To our knowledge, this is the first paper to provide a fully parametric method for causal mediation analysis with time-varying mediators. We develop an algorithm and corresponding SAS macro to use the mediational g-formula parametrically. We use the parametric approach to obtain estimates for the mediational g-formula by adapting the g-formula macro externally to build our SAS macro. Similar to the g-formula, we use Monte-Carlo simulation and bootstrapping methods for point and interval estimation, respectively. Since the estimation is an approximation of the maximum likelihood estimation, this estimation is asymptotically efficient provided the regression models are all correctly specified, while the inverse probability weighting does not achieve the efficiency bound in a model where parametric assumptions about the weights and the marginal structural modeling are correct. In addition, like other simulation-based methods39, the approach here has the advantage of allowing for very flexible models such as quadratic linear models.

The parametric mediational g-formula provides a powerful method to investigate the mechanisms of an effect through time-varying mediators. Traditional techniques, allowing only one observation of the mediator and restricting it to variables occurring immediately after the exposure, inadequately capture the indirect effect when the exposures affect the mediators over time. One alternative approach is to estimate the controlled direct effect, the effect of the exposures on the outcome when fixing the mediators at certain values. Obtained by applying the g-formula and specifying the mediators to these values, the controlled direct effect estimate provides valuable information for policy makers. For example, from FHS data we can provide the effect of smoking cessation decreasing systolic blood pressure if BMI is fixed to a certain level. This is also described elaborately elsewhere40. The effects from the meditational g-formula will, however, further allow for effect decomposition.

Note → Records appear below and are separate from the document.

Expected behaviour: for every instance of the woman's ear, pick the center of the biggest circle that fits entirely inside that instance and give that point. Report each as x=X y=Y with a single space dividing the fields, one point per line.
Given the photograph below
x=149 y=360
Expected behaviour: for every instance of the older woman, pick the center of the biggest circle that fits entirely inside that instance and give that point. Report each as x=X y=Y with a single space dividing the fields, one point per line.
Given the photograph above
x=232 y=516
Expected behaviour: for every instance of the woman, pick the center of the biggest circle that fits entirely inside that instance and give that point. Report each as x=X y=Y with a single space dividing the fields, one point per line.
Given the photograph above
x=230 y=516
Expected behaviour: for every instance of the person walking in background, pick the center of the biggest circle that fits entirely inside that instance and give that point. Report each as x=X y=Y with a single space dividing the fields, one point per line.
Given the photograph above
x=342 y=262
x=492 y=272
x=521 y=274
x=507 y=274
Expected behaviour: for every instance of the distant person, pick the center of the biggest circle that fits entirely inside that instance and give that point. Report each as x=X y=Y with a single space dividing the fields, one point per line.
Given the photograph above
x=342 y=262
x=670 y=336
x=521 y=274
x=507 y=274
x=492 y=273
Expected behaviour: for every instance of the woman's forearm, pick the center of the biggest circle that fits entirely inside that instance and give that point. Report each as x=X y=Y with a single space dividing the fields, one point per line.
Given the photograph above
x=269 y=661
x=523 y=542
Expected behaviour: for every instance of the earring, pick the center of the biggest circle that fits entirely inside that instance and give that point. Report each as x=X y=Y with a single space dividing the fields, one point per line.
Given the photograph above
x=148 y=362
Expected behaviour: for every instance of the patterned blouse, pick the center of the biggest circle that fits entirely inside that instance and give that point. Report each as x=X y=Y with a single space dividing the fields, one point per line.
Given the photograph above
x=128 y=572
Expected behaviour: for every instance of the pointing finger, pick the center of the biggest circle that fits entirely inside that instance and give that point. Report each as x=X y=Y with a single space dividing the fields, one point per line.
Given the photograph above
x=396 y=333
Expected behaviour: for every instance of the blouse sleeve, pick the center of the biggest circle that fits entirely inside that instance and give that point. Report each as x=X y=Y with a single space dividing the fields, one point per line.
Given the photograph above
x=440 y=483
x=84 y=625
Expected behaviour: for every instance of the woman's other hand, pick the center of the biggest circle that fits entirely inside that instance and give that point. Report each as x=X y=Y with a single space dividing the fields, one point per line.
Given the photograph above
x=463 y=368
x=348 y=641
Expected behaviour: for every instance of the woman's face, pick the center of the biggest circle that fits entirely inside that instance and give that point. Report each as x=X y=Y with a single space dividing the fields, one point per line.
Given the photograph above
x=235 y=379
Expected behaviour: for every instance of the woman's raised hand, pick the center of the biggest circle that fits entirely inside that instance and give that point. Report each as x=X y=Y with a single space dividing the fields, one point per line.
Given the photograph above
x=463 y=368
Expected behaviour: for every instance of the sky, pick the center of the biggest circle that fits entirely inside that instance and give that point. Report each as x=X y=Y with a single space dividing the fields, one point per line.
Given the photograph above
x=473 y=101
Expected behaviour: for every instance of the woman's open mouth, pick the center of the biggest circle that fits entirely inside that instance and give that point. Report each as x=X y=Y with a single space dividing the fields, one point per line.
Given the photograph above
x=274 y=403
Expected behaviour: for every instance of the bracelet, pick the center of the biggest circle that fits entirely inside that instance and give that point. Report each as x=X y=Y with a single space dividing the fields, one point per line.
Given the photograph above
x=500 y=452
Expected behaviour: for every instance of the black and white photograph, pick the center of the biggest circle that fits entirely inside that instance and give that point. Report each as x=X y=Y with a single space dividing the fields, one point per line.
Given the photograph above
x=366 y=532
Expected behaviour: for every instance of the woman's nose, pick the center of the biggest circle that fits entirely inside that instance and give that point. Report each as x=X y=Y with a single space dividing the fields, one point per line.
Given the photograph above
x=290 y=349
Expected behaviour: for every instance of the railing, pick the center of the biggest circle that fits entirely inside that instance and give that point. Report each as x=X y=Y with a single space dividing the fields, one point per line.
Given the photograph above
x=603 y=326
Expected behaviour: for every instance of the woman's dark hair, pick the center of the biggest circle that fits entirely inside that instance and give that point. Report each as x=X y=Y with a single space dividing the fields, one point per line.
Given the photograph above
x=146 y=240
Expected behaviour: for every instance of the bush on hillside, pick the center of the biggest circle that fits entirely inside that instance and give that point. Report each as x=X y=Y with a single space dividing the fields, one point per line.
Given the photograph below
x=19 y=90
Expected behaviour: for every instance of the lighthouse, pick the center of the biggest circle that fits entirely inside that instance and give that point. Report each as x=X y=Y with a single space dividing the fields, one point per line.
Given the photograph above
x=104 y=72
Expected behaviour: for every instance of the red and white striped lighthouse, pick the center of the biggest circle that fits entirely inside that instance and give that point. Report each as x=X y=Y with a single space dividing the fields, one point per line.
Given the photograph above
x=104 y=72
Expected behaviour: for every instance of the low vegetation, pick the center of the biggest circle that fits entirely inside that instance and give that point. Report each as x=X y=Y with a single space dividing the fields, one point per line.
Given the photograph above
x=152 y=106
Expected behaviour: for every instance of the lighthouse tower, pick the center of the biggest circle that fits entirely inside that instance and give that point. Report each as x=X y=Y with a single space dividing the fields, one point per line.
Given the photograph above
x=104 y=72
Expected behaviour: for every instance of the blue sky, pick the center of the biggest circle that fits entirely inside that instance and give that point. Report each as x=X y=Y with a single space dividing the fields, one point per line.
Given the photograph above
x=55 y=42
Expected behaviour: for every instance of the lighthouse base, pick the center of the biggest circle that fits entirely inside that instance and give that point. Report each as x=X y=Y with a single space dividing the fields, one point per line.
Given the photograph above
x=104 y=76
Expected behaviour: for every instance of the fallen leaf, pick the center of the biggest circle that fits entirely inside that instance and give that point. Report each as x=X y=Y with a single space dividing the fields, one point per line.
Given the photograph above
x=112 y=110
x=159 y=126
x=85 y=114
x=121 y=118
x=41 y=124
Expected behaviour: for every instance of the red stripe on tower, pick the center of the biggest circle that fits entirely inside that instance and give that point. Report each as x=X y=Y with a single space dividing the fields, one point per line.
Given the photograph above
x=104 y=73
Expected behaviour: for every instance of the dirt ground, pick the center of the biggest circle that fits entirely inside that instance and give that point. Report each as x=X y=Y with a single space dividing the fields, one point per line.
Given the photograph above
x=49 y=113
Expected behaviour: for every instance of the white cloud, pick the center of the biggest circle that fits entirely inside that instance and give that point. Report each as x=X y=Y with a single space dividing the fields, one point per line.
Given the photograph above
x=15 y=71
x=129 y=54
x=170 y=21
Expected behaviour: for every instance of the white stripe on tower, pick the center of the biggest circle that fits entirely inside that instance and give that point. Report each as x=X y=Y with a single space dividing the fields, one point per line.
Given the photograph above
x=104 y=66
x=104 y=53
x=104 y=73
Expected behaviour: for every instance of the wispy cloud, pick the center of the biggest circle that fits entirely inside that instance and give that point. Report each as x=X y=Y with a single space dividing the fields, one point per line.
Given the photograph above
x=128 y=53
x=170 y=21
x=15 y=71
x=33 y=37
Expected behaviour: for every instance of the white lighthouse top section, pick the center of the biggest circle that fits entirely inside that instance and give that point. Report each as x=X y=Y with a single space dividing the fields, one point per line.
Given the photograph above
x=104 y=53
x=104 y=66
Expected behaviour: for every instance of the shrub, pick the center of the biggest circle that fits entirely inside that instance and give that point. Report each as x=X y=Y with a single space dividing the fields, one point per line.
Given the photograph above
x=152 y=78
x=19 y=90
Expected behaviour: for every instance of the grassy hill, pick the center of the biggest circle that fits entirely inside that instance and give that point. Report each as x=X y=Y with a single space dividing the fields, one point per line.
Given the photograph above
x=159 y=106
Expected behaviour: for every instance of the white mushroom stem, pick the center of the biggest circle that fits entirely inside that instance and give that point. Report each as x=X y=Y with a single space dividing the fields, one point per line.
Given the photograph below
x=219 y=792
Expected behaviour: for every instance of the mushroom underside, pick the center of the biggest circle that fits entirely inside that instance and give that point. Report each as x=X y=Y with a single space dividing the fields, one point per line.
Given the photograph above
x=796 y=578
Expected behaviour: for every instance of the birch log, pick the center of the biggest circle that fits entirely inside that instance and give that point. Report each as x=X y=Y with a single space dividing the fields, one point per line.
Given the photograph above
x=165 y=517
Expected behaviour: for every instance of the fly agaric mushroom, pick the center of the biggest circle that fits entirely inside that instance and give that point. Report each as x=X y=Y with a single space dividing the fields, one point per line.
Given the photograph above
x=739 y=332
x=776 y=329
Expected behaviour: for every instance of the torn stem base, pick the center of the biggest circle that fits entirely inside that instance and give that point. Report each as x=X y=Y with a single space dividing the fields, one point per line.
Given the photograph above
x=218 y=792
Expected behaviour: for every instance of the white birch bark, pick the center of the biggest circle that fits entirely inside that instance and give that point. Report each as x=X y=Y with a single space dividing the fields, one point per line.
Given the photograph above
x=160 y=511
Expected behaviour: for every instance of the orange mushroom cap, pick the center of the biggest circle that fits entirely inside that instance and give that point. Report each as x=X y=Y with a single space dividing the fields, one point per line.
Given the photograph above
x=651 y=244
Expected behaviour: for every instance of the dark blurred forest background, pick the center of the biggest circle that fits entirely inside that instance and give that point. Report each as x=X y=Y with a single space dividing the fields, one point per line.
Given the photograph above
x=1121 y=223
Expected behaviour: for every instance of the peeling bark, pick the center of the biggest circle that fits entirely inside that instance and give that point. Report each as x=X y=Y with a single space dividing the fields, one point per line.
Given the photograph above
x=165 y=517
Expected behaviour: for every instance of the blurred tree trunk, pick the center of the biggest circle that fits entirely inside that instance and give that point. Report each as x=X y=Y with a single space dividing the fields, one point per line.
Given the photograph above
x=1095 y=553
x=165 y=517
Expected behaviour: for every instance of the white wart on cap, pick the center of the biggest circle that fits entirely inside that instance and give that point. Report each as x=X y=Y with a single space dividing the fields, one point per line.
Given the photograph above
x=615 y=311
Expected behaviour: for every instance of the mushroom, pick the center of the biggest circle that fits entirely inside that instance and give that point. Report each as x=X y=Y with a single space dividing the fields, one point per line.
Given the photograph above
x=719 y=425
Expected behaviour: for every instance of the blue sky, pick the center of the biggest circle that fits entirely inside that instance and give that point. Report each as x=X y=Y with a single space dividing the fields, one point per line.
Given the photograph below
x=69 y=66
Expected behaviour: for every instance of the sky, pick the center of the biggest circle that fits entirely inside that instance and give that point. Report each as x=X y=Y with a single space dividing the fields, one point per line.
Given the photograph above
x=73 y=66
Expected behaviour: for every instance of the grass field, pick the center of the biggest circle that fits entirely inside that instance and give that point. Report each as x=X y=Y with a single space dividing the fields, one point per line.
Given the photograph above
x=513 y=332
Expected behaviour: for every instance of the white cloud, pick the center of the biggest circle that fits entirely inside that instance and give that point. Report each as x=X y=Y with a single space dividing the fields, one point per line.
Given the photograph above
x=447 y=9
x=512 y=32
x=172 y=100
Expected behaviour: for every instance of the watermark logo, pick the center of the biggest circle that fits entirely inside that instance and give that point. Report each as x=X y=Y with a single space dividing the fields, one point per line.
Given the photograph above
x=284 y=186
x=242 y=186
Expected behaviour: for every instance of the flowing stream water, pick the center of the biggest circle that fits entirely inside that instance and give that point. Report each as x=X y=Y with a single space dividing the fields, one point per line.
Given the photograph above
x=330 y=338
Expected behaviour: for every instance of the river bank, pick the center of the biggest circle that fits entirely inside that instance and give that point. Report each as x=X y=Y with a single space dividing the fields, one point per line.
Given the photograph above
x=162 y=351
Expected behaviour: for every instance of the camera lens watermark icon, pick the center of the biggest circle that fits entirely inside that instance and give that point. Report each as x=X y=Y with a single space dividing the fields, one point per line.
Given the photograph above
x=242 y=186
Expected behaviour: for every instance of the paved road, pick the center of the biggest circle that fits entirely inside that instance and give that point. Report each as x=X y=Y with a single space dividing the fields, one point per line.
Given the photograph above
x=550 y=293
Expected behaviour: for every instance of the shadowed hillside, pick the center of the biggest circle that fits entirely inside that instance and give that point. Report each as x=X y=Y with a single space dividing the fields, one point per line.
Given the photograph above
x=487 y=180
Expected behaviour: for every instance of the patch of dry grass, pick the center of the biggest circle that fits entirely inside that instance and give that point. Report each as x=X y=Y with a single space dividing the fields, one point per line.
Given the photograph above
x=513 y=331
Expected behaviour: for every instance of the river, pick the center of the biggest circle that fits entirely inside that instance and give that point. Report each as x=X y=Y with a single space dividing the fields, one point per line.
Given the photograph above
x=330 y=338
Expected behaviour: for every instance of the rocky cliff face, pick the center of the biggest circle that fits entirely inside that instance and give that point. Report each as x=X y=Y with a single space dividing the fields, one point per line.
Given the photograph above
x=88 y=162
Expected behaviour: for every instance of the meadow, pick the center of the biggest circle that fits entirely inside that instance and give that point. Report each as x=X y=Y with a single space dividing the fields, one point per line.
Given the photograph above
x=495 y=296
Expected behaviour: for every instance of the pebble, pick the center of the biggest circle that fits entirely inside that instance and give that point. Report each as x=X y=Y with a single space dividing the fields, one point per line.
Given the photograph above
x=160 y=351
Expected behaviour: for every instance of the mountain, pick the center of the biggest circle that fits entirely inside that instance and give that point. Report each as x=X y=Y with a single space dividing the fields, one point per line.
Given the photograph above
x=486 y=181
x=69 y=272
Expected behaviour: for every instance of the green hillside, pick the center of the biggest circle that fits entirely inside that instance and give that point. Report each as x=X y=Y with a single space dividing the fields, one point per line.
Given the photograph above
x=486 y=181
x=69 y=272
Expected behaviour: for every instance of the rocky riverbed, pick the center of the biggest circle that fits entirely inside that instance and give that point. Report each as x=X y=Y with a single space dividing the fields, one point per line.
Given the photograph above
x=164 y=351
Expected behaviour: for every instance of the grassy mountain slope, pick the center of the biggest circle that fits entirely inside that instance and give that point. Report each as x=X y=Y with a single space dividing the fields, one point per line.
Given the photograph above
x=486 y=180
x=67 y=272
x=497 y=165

This study provides direct evidence for the hypothesis that “the adverse effect of smoking on high blood pressure is partially concealed by weight loss”13,21. The concealment of the effect is partial because smoking is not substantially associated with weight loss (Table 3). Some studies report that smoking cessation increases blood pressure21,22. The discrepancy with these studies might be attributed to a different analysis approach or simply the special characteristics of FHS participants.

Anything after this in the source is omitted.